L'ospedale vive della carità, dato che i due governi locali non danno nessuna sovvenzione e le famiglie - solo alcune - partecipano con un contributo simbolico. Parte degli aiuti vengono dal "Kinderhilfe Betlehem", un'associazione fondata sempre da padre Schnydrig a Lucerna, parte da fondazioni sparse in Italia (Verona), in Germania e in Austria. Ma "la pioggia benefica" viene soprattutto dai pellegrini, ai quali, dopo l'immancabile visita, guidata da una religiosa, viene affidato "un compito per casa", dicono amabilmente le suore: ricordare i volti dei piccoli di Betlemme e la straordinaria esperienza che si vive in ospedale ogni giorno.
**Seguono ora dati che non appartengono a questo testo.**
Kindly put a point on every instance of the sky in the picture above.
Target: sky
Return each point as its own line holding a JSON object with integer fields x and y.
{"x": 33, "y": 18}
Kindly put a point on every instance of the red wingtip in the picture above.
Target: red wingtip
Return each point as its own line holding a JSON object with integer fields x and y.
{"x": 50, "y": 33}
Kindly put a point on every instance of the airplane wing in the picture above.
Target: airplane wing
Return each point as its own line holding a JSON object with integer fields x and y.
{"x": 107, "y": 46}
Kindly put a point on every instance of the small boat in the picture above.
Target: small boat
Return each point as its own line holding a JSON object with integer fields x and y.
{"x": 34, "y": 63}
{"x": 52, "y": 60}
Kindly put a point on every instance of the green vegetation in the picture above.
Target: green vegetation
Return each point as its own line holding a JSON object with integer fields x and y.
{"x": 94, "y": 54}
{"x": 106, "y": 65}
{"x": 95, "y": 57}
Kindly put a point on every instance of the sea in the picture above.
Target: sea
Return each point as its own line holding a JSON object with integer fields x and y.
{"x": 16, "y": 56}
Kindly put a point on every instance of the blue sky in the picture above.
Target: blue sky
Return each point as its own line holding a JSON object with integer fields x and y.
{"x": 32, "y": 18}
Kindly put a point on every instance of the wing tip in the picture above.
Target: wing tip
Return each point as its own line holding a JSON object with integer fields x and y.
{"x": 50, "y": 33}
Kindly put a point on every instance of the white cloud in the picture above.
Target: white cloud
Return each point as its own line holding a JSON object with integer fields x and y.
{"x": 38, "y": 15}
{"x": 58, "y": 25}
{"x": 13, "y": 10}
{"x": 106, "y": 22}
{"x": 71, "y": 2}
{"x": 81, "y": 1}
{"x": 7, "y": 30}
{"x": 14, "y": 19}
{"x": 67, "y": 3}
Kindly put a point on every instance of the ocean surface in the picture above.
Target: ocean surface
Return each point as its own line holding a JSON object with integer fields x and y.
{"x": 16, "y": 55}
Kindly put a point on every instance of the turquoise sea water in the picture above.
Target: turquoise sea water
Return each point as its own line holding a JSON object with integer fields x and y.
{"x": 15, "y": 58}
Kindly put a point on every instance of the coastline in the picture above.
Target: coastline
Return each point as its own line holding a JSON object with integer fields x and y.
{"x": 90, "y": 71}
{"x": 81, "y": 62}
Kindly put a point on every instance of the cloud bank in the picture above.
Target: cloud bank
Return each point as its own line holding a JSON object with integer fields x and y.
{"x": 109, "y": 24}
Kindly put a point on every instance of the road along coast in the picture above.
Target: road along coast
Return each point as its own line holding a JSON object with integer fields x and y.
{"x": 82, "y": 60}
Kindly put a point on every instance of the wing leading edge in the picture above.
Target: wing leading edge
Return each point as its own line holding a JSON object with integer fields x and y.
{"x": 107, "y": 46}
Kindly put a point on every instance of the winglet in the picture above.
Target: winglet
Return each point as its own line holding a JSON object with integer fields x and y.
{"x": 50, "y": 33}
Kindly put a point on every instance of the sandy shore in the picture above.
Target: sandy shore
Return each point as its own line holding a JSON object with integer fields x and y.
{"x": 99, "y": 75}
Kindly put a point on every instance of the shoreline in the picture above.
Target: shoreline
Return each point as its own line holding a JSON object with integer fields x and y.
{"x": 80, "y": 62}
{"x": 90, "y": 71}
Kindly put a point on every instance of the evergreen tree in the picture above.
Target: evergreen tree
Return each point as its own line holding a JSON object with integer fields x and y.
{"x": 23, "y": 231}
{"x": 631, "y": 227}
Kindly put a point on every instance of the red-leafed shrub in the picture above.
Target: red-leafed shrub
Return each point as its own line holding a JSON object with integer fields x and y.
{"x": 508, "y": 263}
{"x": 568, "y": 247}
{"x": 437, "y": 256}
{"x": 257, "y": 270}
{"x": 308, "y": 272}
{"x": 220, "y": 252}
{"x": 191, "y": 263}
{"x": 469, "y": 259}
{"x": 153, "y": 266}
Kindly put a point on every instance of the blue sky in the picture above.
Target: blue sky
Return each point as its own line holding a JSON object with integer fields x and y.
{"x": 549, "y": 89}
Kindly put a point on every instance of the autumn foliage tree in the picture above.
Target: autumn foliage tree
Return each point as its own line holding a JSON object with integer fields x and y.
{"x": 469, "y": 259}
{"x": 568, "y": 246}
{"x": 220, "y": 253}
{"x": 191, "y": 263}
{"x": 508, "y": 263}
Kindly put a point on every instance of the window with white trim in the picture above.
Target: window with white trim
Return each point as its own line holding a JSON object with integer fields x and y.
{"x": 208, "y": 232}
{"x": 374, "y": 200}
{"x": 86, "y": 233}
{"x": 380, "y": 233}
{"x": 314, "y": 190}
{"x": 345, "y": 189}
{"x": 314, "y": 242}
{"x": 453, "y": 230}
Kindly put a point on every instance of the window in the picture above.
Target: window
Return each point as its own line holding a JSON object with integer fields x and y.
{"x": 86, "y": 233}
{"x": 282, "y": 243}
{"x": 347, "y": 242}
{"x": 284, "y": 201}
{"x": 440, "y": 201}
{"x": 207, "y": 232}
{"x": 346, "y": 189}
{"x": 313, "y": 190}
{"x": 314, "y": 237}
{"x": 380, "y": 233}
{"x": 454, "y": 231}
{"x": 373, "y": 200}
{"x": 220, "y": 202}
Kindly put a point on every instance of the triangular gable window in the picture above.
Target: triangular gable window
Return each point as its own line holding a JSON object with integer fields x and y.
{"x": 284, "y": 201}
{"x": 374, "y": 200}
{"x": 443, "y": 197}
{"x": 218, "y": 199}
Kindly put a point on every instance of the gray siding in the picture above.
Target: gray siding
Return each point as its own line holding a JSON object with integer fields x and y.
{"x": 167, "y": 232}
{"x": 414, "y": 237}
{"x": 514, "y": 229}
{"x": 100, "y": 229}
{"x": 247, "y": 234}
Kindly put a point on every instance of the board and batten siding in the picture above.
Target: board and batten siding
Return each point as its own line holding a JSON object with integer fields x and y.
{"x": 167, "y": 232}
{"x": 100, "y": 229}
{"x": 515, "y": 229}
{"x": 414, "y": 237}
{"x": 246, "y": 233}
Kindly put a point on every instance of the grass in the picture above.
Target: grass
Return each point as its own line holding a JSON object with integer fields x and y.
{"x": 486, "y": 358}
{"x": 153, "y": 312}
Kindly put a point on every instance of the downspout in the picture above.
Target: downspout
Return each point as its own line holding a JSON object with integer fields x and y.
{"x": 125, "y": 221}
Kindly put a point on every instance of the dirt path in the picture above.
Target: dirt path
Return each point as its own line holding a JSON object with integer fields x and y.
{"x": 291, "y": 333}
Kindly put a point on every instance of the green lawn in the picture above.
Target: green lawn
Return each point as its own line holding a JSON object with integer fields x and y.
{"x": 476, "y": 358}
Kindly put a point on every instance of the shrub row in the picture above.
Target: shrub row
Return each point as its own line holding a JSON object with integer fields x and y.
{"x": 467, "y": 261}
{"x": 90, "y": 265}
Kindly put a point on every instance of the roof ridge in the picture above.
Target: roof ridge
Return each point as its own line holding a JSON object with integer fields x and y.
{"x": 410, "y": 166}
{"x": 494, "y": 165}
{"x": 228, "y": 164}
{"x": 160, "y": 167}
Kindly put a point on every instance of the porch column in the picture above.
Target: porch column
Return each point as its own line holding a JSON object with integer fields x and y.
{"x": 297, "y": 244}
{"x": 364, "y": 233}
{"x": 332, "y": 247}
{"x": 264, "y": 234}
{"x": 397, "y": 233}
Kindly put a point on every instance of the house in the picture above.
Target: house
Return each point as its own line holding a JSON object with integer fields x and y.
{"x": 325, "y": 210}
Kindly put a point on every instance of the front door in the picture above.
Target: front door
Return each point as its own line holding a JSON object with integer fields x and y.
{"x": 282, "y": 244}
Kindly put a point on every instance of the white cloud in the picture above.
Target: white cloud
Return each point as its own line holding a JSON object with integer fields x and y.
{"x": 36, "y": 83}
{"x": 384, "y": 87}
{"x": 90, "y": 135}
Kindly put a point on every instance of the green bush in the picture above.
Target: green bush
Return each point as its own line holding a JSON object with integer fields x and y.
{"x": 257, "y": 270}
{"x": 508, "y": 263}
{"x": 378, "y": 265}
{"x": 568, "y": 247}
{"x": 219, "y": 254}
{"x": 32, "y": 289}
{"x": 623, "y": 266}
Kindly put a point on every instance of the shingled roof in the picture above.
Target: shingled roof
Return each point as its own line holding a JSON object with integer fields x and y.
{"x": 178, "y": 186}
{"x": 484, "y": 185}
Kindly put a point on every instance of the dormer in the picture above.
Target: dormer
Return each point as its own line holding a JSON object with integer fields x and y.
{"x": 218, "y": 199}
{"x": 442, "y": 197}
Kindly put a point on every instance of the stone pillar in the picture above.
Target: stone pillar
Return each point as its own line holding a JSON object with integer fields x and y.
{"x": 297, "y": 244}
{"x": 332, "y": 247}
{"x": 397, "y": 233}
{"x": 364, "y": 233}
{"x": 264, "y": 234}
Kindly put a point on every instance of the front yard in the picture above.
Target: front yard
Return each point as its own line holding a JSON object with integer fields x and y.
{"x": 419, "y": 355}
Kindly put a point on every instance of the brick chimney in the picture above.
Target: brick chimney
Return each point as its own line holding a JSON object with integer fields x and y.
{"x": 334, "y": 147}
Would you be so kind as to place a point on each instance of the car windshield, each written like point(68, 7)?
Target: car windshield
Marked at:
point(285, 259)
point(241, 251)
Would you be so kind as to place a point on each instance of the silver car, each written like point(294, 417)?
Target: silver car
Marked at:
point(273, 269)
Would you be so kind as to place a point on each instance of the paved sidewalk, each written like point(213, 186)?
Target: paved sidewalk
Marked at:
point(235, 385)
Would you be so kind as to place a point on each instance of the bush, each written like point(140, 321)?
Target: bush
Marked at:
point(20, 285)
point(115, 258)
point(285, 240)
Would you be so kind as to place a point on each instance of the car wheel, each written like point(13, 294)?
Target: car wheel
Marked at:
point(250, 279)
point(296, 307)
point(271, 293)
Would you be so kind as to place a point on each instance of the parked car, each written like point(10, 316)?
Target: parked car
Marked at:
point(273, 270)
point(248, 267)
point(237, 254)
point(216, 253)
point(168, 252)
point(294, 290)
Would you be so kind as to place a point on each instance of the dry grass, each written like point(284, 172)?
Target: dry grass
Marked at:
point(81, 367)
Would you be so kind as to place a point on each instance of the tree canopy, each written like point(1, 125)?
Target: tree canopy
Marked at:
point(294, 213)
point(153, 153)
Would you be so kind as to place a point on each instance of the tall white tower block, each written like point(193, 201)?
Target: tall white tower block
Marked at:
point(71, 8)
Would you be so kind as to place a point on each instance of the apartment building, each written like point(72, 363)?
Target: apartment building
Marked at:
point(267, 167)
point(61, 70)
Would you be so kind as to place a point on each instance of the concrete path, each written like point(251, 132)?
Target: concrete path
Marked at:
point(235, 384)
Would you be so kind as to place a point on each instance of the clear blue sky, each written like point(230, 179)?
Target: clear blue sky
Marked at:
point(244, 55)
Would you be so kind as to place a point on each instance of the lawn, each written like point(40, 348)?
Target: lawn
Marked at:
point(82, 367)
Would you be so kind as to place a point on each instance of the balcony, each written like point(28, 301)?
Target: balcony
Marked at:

La pacifica convivenza tra persone di religione diversa: arabi cristiani e arabi musulmani; pediatri protestanti provenienti dalla Svizzera e dalla Germania; infermieri che si scambiano il favore di copertura dei turni in occasione di qualche festività dell'una o dell'altra religione. Ricordare e pregare "fino a stancare il Signore perché guardi questa terra martoriata". E "nessun pellegrino - attestano le suore - ha consegnato finora il foglio in bianco".